Kajuru diz que governo Bolsonaro vive pior momento: ‘Centrão está no comando’

Em entrevista à Jovem Pan, senador falou sobre os trabalhos da CPI da Covid-19, afirmou que votará contra a indicação de André Mendonça para o STF e criticou escolha de Ciro Nogueira para a Casa Civil

  • Por André Siqueira
  • 25/07/2021 08h00
Jefferson Rudy/Agência Senado Senador Kajuru de óculos no plenário da Casa Kajuru foi um dos autores do mandado de segurança que garantiu a instalação da CPI da Covid-19

Um dos autores do mandado de segurança apresentado ao Supremo Tribunal Federal (STF) que garantiu a instalação da CPI da Covid-19, o senador Jorge Kajuru (Podemos-GO) afirma que os trabalhos da comissão estão “comprovando a corrupção” e “revelando escândalos” no Ministério da Saúde. Por telefone, o parlamentar falou à Jovem Pan na quinta-feira, 22, sobre a atuação do colegiado, a indicação do Advogado-Geral da União, André Mendonça, à Suprema Corte, a recondução de Augusto Aras para o comando da Procuradoria-Geral da República (PGR) e a escolha do senador Ciro Nogueira (PP-PI) para a Casa Civil. Para Kajuru, este é o pior momento do governo do presidente Jair Bolsonaro. “O Centrão está no comando”, avalia. Ele pondera, no entanto, que ceder espaços aos partidos que compõem este bloco pode prejudicar o governo federal. “A chance de colocar o Centrão nesses postos do governo e trazer corrupção para dentro do governo é muito grande”. Confira abaixo a íntegra da entrevista:

O senhor foi um dos autores do mandado de segurança que resultou na instalação da CPI da Covid-19. Qual o balanço do senhor sobre os três primeiros meses de trabalho? Confesso que fiquei surpreso com a CPI, porque tinha receios. A surpresa é boa, primeiro pela qualificação dos senadores que estão se preparando para os questionamentos, que não vão lá pelos 30 segundos do Jornal Nacional. Alguns vão despreparados e só querem aparecer. Essa é a parte ruim, o nível cai. O presidente Omar Aziz só cometeu um erro: ele deveria ter decretado a prisão de mais gente. A CPI existe para isso. Mas o mais importante foi a descoberta de escândalos. Para mim, o presidente [Bolsonaro] não roubou, mas ele está errado ao dizer que não deixa ninguém roubar. Nem Deus, na Presidência, evitaria a corrupção com tanta gente trabalhando ao seu redor. Estamos vendo a comprovação de corrupção. E vão aparecer mais escândalos. Nos 90 dias finais, será ouvida gente mais forte e mais considerável do ponto de vista de informar o que não sabemos e coisas que o Brasil precisa saber. O lado ruim é esse Fla-Flu, porque aí vira revanchismo. E acaba tendo o espírito revanchista por causa dos governistas. O Flavio [Bolsonaro] discute toda hora com o relator [Renan Calheiros], quer falar toda hora. Aí vira aquela bagunça, aquela parte patética com o Flavio, com o Marcos Rogério, é muito ruim. Virou uma guerra pessoal. O Flavio disse que a relação dele com o Renan virou uma guerra. Não pode ser assim. Temos que ter uma apuração independente.

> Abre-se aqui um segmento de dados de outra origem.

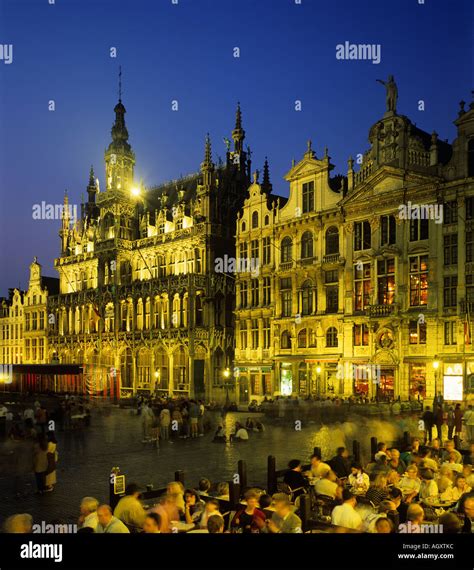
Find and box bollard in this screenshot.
[300,493,311,532]
[237,459,247,491]
[370,437,377,461]
[229,481,240,511]
[267,455,277,495]
[352,439,360,463]
[174,470,184,487]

Os jornais divulgaram um vídeo da secretária Mayra Pinheiro, da Saúde, dizendo que precisava de perguntas e respostas para alinhar o depoimento com os senadores que chutariam para ela fazer o gol. O que o senhor pensa disso? Foi revoltante ver o vídeo da Mayra Pinheiro. Ela deveria ter sido presa. Isso de combinar pergunta e resposta, para mim, é motivo de expulsar o senador da CPI. É motivo, inclusive, para a CPI ser justa e me colocar no lugar desse senador. A CPI só existe porque eu e o Alessandro [Vieira] fomos ao STF. É um desgaste enorme para o governo. O presidente Bolsonaro não pode achar que o público dele aceita qualquer coisa. O Brasil não é só seu público. As pessoas estão se decepcionando. Até bolsonaristas que eu conhecia, os fanáticos, mudaram de opinião. Em qualquer governo minimamente sério, ela deveria ter sido demitida.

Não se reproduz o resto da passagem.